BLORA, Harianmuria.com – Dapur utama Satuan Pelayanan Pemenuhan Gizi (SPPG) di Kabupaten Blora resmi berhenti beroperasi sejak Senin, 24 November 2025.
Penghentian ini terjadi akibat dana operasional untuk program Makan Bergizi Gratis (MBG) belum masuk ke virtual account dapur tersebut.
Pantauan lapangan pada Kamis, 27 November 2025, menunjukkan tidak ada aktivitas sama sekali di dapur utama Badan Gizi Nasional (BGN). Mobil-mobil operasional tampak terparkir rapi, sementara bangunan dapur dalam keadaan tertutup.

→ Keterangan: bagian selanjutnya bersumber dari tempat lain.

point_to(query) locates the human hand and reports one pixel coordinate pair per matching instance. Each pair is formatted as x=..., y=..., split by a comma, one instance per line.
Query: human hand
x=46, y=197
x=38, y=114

Dana MBG Belum Masuk Virtual Account
Dandim Blora, Letkol Inf Agung Cahyono, membenarkan bahwa dapur utama SPPG sudah berhenti beroperasi sejak awal pekan. Ia menerima laporan bahwa dana MBG belum dicairkan sehingga dapur tidak bisa menjalankan kegiatan produksi makan bergizi.
“Mulai Senin tidak operasional. Infonya dana belum masuk ke virtual account. Lebih jelasnya tanya ke kepala SPPG-nya, Mas,” ujarnya.
Kepala SPPG Belum Dapat Dikonfirmasi
Upaya konfirmasi kepada Koordinator Wilayah (Korwil) SPPG Kabupaten Blora yang juga merangkap sebagai kepala dapur utama belum membuahkan hasil. Baik kantor maupun area dapur dalam kondisi terkunci dengan gembok, tanpa ada petugas yang dapat ditemui.
Dapur utama BGN di Blora ini diluncurkan pada 13 Januari 2025 dan melayani 3.000 penerima manfaat. Dapur tersebut selama ini menjadi percontohan dan menjadi dapur SPPG pertama di Blora yang memperoleh Sertifikat Laik Higiene Sanitasi (SLHS).